Ce beau programme est fermé par Rebirth pour percussions et dispositif électroacoustique (2014) de Shihong Ren, le plus jeune créateur de la soirée (né en 1994). D’abord écrit pour chanteur et percussion, Rebirth connut une deuxième version pour chœur et percussion. Ici, c’est une troisième mouture qui mixe la partie vocale dans l’électronique. Elle participe au projet Light Music initialisé par le GRAME autour de l’œuvre éponyme de Thierry de Mey (2004). À partir de l’idée d’une personne habitée par deux personnalités, la pièce s’inspire de vers du poète chinois Hai zi (1964-1989) décrivant le beau paysage de son village natal, avec ses champs de blé – « non seulement un souvenir d’enfance mais l’expression de l’insatisfaction dans laquelle le plongeait alors sa vie », nous dit Shihong Ren (formé en Chine puis au CNSMD de Lyon par Philippe Hurel, entre autres).

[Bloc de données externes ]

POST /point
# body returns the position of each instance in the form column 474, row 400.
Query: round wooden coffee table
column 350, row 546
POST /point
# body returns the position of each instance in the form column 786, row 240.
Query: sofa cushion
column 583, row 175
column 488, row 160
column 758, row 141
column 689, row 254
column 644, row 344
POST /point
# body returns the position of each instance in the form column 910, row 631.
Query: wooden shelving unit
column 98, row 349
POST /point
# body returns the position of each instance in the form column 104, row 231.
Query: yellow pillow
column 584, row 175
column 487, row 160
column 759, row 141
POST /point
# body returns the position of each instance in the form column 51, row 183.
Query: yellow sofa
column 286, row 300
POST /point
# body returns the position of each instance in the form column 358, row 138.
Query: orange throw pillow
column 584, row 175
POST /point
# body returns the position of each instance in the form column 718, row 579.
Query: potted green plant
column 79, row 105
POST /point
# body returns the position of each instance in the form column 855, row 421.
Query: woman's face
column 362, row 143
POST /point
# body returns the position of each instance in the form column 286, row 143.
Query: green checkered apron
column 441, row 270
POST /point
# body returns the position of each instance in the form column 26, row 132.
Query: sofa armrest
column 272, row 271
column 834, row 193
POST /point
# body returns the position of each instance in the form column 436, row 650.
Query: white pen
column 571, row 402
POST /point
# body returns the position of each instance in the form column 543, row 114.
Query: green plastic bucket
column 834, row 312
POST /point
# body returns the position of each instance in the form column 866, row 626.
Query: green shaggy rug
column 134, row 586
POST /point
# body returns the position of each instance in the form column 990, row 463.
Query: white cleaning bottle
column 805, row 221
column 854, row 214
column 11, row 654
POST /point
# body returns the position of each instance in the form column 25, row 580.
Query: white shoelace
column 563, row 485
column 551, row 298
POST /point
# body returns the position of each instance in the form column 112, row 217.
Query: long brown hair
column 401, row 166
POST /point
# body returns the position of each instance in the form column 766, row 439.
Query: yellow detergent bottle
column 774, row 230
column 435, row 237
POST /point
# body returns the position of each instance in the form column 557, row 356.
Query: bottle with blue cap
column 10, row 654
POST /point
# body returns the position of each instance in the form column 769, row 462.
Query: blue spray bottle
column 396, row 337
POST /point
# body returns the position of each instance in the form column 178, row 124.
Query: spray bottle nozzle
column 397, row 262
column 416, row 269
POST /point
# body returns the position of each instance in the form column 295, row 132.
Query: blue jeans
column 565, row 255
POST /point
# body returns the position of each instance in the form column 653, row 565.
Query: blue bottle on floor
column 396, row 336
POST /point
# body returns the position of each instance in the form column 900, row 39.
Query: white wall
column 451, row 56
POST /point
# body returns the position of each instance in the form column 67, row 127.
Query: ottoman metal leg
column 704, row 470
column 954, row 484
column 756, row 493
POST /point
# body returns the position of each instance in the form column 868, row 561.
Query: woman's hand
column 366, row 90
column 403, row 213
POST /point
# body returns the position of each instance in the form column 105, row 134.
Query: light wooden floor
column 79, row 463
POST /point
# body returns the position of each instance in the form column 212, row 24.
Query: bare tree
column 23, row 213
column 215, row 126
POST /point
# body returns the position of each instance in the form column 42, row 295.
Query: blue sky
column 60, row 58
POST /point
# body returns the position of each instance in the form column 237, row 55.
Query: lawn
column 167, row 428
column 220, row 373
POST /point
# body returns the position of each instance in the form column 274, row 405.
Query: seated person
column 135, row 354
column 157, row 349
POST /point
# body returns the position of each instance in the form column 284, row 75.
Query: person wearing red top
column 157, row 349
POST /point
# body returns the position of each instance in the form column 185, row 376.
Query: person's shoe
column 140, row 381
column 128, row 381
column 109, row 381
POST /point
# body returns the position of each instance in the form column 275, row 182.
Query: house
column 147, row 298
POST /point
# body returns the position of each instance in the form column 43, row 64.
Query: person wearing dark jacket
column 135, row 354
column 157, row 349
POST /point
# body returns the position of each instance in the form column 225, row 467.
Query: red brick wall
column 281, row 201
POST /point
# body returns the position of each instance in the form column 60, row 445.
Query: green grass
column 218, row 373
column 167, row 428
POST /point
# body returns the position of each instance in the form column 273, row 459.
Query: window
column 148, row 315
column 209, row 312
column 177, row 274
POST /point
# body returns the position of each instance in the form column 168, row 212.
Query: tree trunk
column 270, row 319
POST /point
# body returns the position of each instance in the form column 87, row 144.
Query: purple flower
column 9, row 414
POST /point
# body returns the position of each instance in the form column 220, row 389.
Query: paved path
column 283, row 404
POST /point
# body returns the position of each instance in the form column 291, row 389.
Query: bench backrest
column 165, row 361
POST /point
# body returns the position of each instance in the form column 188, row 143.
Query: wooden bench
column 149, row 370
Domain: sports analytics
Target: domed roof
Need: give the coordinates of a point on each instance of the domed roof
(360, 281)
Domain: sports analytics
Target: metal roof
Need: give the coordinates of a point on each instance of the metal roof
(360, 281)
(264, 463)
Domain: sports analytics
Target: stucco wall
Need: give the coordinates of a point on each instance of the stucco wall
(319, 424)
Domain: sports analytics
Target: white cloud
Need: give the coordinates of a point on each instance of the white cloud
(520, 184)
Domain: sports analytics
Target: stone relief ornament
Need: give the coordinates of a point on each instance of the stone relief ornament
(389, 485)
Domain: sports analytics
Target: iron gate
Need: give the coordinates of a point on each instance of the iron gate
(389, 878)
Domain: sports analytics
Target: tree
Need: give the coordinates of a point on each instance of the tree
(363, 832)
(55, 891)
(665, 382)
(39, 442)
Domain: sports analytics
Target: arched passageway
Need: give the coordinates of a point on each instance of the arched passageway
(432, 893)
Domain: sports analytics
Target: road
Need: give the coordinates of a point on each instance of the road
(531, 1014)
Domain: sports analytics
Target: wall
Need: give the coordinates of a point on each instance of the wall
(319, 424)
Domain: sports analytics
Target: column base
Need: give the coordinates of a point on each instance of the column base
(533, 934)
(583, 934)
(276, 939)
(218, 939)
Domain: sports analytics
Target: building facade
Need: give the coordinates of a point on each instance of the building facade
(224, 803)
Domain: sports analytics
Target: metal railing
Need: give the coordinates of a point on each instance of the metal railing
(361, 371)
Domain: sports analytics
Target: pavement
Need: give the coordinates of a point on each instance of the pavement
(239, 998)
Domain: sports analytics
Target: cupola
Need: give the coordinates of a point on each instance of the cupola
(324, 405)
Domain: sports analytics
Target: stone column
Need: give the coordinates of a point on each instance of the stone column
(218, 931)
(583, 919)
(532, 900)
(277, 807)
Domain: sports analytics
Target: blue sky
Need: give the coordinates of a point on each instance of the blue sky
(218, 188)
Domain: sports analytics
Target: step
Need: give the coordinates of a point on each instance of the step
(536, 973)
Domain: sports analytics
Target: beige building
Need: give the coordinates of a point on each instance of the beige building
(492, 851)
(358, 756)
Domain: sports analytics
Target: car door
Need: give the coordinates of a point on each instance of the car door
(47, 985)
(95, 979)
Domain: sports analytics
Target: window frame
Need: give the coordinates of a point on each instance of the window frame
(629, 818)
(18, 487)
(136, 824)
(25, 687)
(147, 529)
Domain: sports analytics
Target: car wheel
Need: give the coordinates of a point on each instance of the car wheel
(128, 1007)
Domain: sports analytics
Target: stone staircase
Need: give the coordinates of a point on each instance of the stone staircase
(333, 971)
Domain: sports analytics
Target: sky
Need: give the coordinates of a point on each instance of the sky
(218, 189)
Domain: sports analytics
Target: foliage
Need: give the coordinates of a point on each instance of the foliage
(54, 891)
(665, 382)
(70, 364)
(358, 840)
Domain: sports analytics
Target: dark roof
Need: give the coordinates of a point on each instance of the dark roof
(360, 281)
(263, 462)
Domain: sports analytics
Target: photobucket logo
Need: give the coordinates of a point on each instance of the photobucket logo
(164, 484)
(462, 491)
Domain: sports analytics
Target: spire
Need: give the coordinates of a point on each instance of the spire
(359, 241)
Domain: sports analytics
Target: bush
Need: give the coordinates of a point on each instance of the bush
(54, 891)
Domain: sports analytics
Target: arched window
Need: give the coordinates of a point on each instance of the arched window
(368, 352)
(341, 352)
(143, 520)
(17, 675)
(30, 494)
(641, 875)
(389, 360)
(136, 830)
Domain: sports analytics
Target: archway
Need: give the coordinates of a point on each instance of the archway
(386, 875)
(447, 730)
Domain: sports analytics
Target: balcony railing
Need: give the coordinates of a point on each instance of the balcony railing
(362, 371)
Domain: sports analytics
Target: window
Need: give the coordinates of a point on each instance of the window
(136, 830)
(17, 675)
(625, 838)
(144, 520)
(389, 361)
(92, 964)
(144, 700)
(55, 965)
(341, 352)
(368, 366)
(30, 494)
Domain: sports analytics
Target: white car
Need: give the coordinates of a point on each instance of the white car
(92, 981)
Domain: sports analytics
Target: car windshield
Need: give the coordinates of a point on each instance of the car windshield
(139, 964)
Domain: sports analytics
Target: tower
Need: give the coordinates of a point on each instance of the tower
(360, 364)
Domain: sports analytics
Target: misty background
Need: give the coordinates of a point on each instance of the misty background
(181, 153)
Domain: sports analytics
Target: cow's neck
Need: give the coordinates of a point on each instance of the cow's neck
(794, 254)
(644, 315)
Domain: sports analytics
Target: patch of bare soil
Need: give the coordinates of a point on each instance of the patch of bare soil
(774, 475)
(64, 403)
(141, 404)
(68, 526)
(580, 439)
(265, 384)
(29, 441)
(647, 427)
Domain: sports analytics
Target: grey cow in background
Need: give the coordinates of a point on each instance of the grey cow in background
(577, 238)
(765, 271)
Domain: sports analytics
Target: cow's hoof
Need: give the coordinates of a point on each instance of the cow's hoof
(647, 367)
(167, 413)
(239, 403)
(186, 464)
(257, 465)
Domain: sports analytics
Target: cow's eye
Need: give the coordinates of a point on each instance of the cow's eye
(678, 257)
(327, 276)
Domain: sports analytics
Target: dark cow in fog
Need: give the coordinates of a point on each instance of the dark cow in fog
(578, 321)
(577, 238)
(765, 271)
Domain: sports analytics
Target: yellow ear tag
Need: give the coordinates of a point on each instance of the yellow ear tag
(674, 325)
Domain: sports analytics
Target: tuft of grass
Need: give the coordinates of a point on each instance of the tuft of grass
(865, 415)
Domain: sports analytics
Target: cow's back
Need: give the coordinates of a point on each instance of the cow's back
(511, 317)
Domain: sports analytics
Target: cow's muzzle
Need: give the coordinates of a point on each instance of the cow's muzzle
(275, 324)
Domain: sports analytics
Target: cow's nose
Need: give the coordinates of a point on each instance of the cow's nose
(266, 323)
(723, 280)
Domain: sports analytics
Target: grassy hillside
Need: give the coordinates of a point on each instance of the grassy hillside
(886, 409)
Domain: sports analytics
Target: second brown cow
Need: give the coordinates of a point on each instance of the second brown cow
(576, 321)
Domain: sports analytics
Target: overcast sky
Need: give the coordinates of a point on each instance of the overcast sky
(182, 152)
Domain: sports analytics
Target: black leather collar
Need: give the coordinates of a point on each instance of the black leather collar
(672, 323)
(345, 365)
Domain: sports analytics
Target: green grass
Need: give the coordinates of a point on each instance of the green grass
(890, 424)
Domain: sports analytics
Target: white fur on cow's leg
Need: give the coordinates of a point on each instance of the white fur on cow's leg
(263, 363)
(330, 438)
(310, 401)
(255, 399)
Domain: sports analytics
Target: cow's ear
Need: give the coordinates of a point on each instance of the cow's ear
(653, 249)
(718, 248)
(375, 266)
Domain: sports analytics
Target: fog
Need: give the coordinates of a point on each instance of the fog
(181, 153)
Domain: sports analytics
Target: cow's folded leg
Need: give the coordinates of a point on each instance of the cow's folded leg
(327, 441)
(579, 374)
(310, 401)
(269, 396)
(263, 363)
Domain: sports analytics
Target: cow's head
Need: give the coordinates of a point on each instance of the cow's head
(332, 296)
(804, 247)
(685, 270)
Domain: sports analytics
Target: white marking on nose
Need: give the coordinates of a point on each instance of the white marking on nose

« En le lisant, je me suis rendu compte de la grande différence entre la vie en Chine et en France, deux modes de vie complètement différents, deux personnalités indépendantes, mais en même temps conjointes. La peur de la nostalgie m’aide parfois à vivre à l’étranger. Je crains donc que la personnalité originale finisse par disparaître et qu’on ne puisse plus la retrouver : ce serait une grande perte, triste et regrettable. Rebirth décrit musicalement ce processus de perte, avec une source acoustique assimilable à la personnalité originale tandis que la partie électronique représente l’autre personnalité, puissante mais froide. La formation de cette seconde personnalité s’effectue en quatre phases que je dénomme apprendre, s’habituer, évoluer et oublier ». Sur la table, sept bols tibétains et un plateau avec des graines. Hsin-Chun Chou s’en saisit et ouvre la pièce en les faisant tomber dans le plateau qui sonne. Il s’agit d’un geste à la fois musical et visuel, fort sensible. Le chant électronique rencontre frottements, claquements d’ongles, résonnance des bols à la réception des graines lancées. En fin de parcours, une voix comme fatiguée articule distinctement « plie tes ailes et dort bien ». Ce climat méditatif est soudain envahi par un grand déchaînement percussif, terrible, qui, à son comble, s’arrête net. « C’est d’abord l’homme qui instruit la machine afin de créer le son, mais pour finir, la machine oublie l’homme ; elle sait tout faire et continue à créer le son, sans aucune émotion, cette fois ». Shihong Ren suit actuellement un cursus à l’Ircam, lui aussi.